Life is good away from downtown

map
        For 18 long months, everybody told Buck Kathman the same thing.

        “Everything happens for a reason. Something good will come of this.”

        He didn't believe them.

        Now, he does.

        Two years ago, Cincinnati's bone-headed development plans for downtown forced Buck to close Kathman Goodyear Shoe Repair at Sixth and Race. A Queen City institution, the business had been in his family for 95 years.

        “We always wanted to make it to 100,” Buck once told me.

        For a time after the closing, he wondered how he would make ends meet.

        Six months ago, he stopped wondering. He finally found the good thing everyone promised.

        Buck is the general manager of A-One Dry Cleaners' Pleasant Ridge headquarters.

        “A-One is obsessed with perfection,” he said as he proudly led a tour of the dry cleaners' plant.

        “This is my kind of company.”

        For 95 years, the Kathman family — starting with Buck's great-grandfather John Henry Kathman — strove to be perfect.

        Shoes came in run-down. They went out standing proud.

        Re-soled. Re-heeled. Re-stitched. Polished to perfection.

        Customers entered a store perfumed with leather, lotions and polish. They passed shelves stocked with tins of wax and jars of polish — all in orderly rows — to claim their gleaming goods. Each pair of shoes sat in a paper bag, the end folded over neatly, a reflection of the precise work that went into the repairs.

        It was all part of the Kathman tradition, an obsession with perfection. It ended two years ago this month.

        With his dad — Bernie Kathman turned 75 Wednesday — Buck closed up shop Feb. 29, 2000. The city wanted to wreck their building and put up yet another drugstore.

        Buck's last name is not Saks. Or Lazarus. So, he did not get millions from the city to stay in business.

        City Hall made its usual noise about offering help and what a shame it would be to see the store go. Ditto for Downtown Cincinnati Inc. But, in the end, Kathman's closed.

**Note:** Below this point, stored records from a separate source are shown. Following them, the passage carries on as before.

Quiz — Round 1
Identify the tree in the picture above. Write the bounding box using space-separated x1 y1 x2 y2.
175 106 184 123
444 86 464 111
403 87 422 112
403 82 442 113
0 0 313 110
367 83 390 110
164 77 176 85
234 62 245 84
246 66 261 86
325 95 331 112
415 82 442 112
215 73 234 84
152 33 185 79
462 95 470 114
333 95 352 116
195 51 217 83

        Ninety-five years of tradition and service — in the business where Buck started working when he was 12 — came to a sad end.

        “The most devastating thing was that we had 60 days to vacate,” Buck said. “But it took the city two years to wreck the building.”

        After the store closed, Buck did chores he had put off for years at his Covington home. Two months later, his wife lost her job to downsizing. Six months later, he was running out of chores — “I was cutting my neighbors' grass to keep busy” — and money.

        “When both of you are unemployed, when your health insurance runs out and you have no income coming in, you start to hit your 401(k) and see it going out faster than you anticipated. That's when it gets a little scary.”

        At age 57, Buck started looking for a new job.

        One Sunday, he saw a want-ad for A-One and applied. A week later, he started work as the dry cleaners' general manager.

        “I've been here six months,” he said, standing in A-One's alterations department. “It started out great and it gets better every day.

        “When I had the store downtown, it was not a job. It was the best way to spend your day. This is exactly the same way.”

        Knowing a good thing when he sees it, Buck said there's a moral to his story.

        “There is life after death.”

        That life is good — when it's away from downtown.